Publicidade ao ‘jogo’...em tempos de crise

 


Dá a impressão que, quanto maior é (ou parece ser) a crise, mais agressiva é a publicidade. De facto, temos vindo a assistir a uma difusão crescente, acutilante e inventiva de falar do ‘jogo’ – apostas, máquinas, dinheiro a investir para ganhar – como possível arte de resolver os problemas das pessoas e da sociedade... a diversidade é cada vez mais atrativa, como se os candidatos aumentassem para dar ainda mais lucro.

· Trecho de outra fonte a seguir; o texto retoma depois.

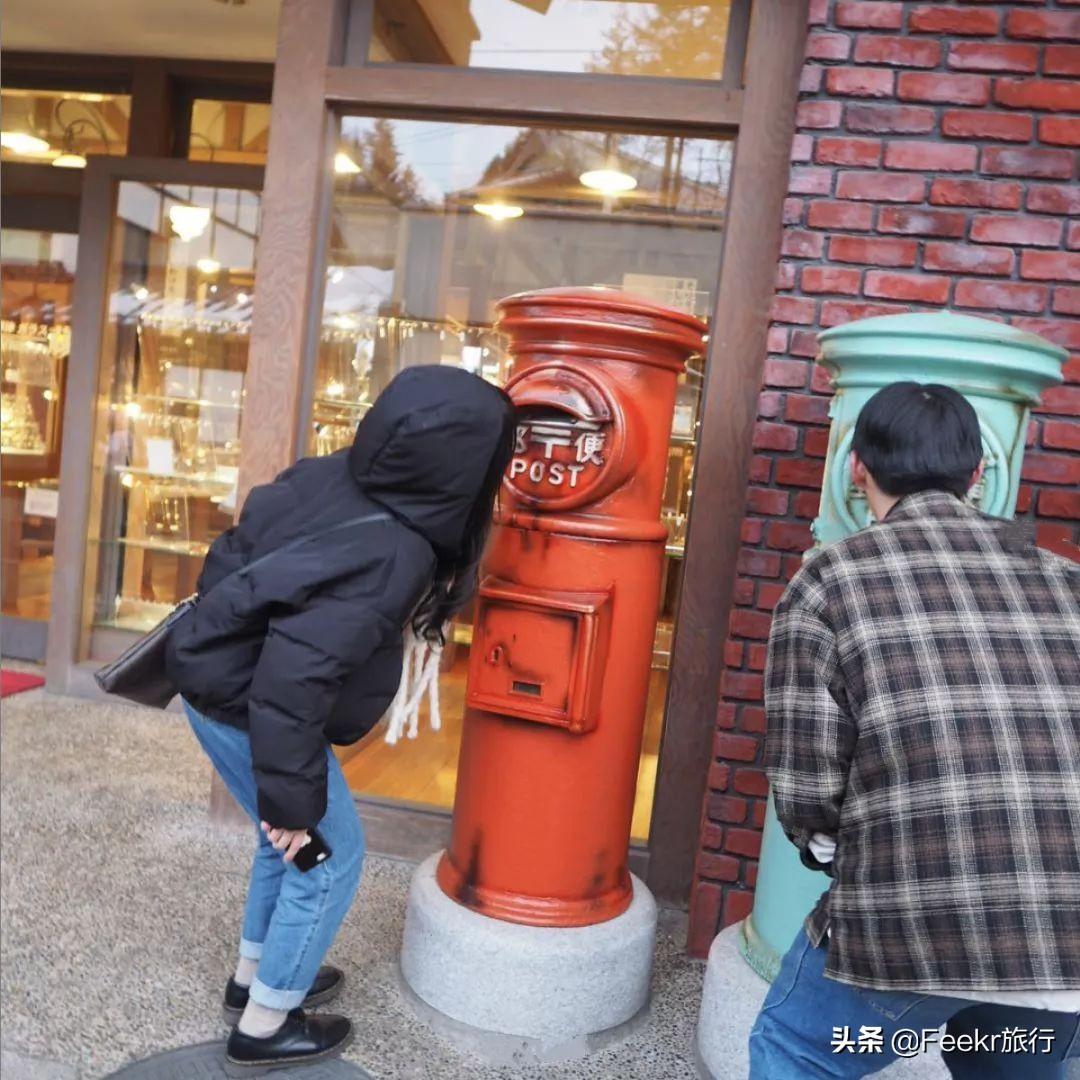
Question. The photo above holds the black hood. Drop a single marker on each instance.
(424, 447)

1. Antes de mais é preciso determinar o que se entende por ‘jogo’. A expressão completa deverá ser entendida como: ‘jogo de apostas’. Consultando a wikipédia encontramos esta definição descritiva: «Um jogo de apostas ou jogo a dinheiro, é a aposta de dinheiro ou algo de valor material (algumas vezes, referido como "os riscos") em um evento com um resultado incerto com a principal intenção de ganhar dinheiro adicional e/ou bens materiais. O termo jogo, neste contexto, normalmente refere-se a instâncias em que tal atividade tenha sido especificamente autorizada pela lei. Nalguns países, a atividade de jogo a dinheiro é legal. A grande maioria dos "jogos de azar" são "jogos de apostas", o que muitas vezes faz com que ambas as expressões sejam vistas como sinónimas».

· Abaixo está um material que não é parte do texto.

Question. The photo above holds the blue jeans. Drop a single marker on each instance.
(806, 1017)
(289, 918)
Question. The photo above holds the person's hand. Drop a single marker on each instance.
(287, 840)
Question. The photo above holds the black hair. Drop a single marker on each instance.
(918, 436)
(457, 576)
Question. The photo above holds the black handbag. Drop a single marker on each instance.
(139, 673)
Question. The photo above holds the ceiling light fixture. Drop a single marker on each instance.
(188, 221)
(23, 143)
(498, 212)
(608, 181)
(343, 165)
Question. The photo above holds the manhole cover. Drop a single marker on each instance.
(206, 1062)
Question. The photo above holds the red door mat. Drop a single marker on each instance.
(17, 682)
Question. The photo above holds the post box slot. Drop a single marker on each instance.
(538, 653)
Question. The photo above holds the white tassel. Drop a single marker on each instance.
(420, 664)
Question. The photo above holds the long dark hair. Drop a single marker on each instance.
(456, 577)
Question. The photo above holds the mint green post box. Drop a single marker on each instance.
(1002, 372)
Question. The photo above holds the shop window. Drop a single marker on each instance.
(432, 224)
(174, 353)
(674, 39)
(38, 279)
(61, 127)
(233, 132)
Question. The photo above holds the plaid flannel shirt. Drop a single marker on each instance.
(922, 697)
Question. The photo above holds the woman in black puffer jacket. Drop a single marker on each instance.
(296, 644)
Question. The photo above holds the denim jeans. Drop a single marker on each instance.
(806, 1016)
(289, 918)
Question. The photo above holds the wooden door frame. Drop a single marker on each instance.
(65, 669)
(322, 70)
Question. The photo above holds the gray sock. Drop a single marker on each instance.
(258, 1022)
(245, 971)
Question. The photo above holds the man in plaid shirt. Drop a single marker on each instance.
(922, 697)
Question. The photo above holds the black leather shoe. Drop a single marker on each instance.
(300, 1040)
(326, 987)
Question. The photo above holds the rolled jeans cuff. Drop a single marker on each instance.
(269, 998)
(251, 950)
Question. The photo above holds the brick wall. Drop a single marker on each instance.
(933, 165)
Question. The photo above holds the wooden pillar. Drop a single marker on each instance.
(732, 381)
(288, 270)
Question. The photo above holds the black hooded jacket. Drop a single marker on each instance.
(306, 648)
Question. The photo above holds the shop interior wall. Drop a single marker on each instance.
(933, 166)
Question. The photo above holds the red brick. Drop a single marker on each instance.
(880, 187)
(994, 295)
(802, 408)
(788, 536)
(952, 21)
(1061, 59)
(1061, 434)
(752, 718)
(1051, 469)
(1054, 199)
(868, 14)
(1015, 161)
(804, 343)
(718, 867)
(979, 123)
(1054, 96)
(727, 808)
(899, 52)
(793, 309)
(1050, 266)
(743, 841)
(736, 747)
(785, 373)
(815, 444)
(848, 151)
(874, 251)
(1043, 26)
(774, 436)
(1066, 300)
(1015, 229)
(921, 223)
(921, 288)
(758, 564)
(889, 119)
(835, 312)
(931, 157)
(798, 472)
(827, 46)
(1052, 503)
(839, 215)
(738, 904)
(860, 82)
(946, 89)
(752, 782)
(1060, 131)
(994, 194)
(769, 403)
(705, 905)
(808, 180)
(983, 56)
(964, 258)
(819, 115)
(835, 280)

2. Segundo dados mais ou menos credíveis, nos últimos quatro anos, houve um aumento de 13% de jovens (dos 13 aos 18 anos) a jogarem em apostas desportivas, lotarias e outros jogos de casino, embora os jogos a dinheiro sejam, por lei, interditos a menores de dezoito anos. Há dados – estatísticos e não só – que nos podem fazer refletir. Quem joga na raspadinha? É mulher, ganha até mil euros por mês (embora um terço dos apostadores ganhe até quinhentos euros/mês), tem entre 35 e os 54 anos, a maioria é casada ou vive em união de facto e com o nivel de instrução entre o segundo e o terceiro ciclo. Cinco em cada dez portugueses fazem apostas a dinheiro e a raspadinha é o mais investida... Nas preferências dos (ditos) jogos sociais quem tem a dianteira é o euromilhões, seguindo-se a raspadinha, totobola/toloto, lotarias e placard...

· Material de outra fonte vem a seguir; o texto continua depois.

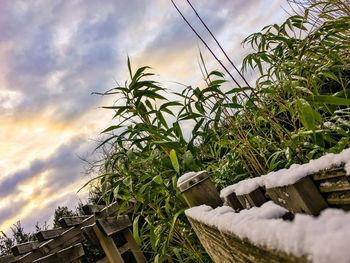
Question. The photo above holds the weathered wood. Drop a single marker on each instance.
(135, 250)
(66, 222)
(301, 197)
(25, 247)
(113, 209)
(110, 226)
(70, 237)
(329, 173)
(89, 234)
(338, 198)
(335, 185)
(92, 209)
(7, 259)
(69, 254)
(228, 248)
(232, 201)
(254, 198)
(199, 190)
(108, 246)
(103, 260)
(49, 234)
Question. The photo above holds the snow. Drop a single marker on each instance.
(291, 175)
(185, 177)
(321, 239)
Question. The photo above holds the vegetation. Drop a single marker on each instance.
(296, 111)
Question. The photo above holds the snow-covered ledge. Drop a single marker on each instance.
(291, 175)
(260, 235)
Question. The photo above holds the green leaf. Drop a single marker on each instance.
(174, 160)
(158, 179)
(326, 99)
(135, 230)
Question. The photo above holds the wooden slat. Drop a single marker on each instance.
(66, 222)
(108, 246)
(66, 255)
(111, 226)
(70, 237)
(7, 259)
(339, 198)
(103, 260)
(301, 197)
(330, 173)
(334, 185)
(92, 209)
(23, 248)
(49, 234)
(232, 201)
(89, 234)
(229, 248)
(131, 243)
(254, 198)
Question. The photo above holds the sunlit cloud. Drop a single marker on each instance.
(54, 54)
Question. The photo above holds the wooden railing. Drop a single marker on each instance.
(308, 195)
(99, 226)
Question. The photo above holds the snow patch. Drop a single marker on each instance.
(291, 175)
(321, 239)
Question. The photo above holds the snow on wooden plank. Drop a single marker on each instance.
(320, 239)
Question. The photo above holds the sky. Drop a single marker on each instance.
(55, 53)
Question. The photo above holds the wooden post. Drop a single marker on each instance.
(198, 190)
(108, 246)
(7, 259)
(71, 254)
(25, 247)
(232, 201)
(254, 198)
(300, 197)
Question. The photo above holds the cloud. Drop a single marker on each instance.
(55, 53)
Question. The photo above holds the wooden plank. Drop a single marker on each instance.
(254, 198)
(92, 209)
(200, 190)
(66, 222)
(135, 250)
(110, 226)
(69, 254)
(112, 209)
(90, 235)
(232, 201)
(228, 248)
(301, 197)
(339, 198)
(330, 173)
(49, 234)
(335, 184)
(70, 237)
(103, 260)
(7, 259)
(23, 248)
(108, 246)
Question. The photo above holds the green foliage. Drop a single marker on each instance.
(297, 111)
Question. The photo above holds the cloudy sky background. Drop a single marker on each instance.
(54, 54)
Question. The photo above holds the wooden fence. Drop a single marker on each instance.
(309, 195)
(99, 226)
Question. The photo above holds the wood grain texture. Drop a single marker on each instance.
(228, 248)
(300, 197)
(254, 198)
(66, 255)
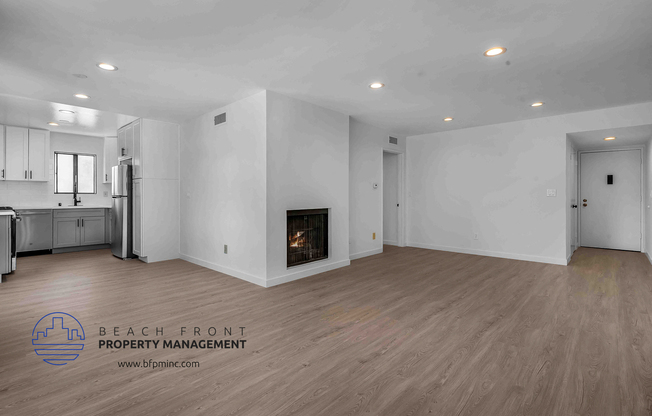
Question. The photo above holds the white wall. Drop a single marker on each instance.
(492, 180)
(26, 194)
(365, 168)
(647, 190)
(223, 192)
(307, 167)
(390, 199)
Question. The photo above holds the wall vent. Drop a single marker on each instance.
(220, 118)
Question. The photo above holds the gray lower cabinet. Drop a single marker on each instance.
(92, 230)
(67, 232)
(84, 227)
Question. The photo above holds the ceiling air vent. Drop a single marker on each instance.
(220, 118)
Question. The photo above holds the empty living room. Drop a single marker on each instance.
(325, 208)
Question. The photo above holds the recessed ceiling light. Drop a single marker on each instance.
(498, 50)
(107, 67)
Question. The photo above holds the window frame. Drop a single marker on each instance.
(75, 184)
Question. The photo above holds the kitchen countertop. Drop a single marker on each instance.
(34, 207)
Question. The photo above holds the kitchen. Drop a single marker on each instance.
(73, 179)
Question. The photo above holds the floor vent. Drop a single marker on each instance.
(220, 118)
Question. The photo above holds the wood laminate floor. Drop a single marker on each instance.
(406, 332)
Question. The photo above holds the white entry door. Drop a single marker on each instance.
(610, 213)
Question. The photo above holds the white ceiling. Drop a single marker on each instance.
(179, 59)
(28, 112)
(625, 136)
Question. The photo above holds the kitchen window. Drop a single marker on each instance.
(74, 173)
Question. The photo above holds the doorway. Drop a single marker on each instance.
(390, 198)
(610, 199)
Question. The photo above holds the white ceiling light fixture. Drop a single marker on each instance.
(107, 67)
(495, 51)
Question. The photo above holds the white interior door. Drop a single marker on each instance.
(610, 214)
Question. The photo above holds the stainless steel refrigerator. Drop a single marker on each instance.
(121, 191)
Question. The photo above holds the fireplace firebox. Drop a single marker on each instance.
(307, 231)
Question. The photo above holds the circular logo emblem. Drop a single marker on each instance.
(58, 338)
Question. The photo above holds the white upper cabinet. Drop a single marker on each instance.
(137, 154)
(110, 157)
(27, 154)
(3, 173)
(153, 147)
(38, 155)
(16, 153)
(122, 142)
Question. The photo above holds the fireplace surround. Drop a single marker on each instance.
(307, 236)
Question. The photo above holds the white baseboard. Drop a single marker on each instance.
(365, 253)
(306, 272)
(512, 256)
(233, 273)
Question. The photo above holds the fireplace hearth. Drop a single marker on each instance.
(307, 233)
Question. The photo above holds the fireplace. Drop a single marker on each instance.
(307, 231)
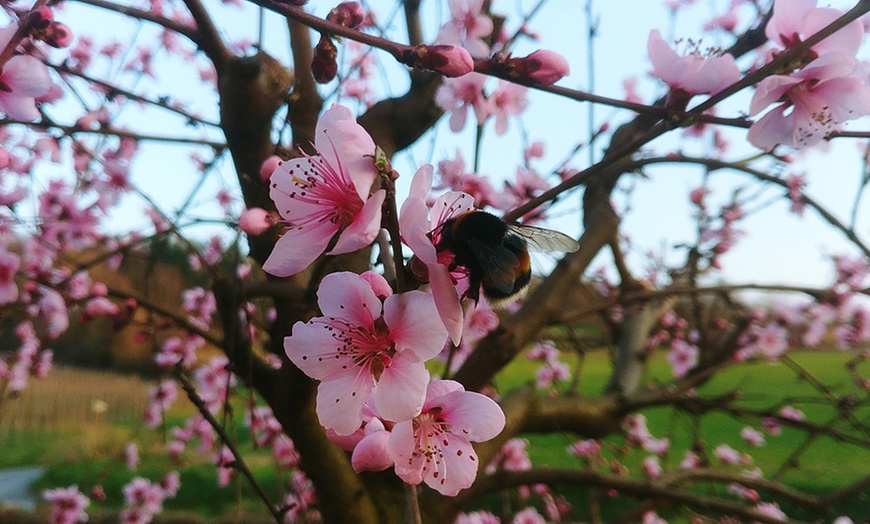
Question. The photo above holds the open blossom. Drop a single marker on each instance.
(416, 224)
(361, 341)
(457, 95)
(68, 505)
(467, 27)
(693, 73)
(435, 447)
(793, 21)
(326, 195)
(811, 103)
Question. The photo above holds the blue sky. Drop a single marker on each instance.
(777, 246)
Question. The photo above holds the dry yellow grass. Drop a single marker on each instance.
(74, 399)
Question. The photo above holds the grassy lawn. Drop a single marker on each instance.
(81, 441)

3. Alguns entendidos e estudiosos da matéria consideram que a preferência por certos jogos tem a ver com a tentativa de resposta imediata ao desejo de aumentar as fontes de recursos e mesmo a necessidade de gratificação rápida... Dá a impressão que estamos a pagar a fatura de certas opções de vida e de conduta ética, pois se exalta mais o efeito de ‘querer ser rico’ sem grande trabalho, associando o sucesso mais à preguiça e à sorte do que ao esforço efetivo, consequente e a longo prazo. O aumento da dependência do jogo – de acordo com dados conhecidos – quadruplicou, entre 2012 e 2017, de 0,3% para 1,2%, significando o aumento de 60 mil pessoas, enquanto o vício do jogo duplicou de vítimas, atingindo mais 24 mil portugueses.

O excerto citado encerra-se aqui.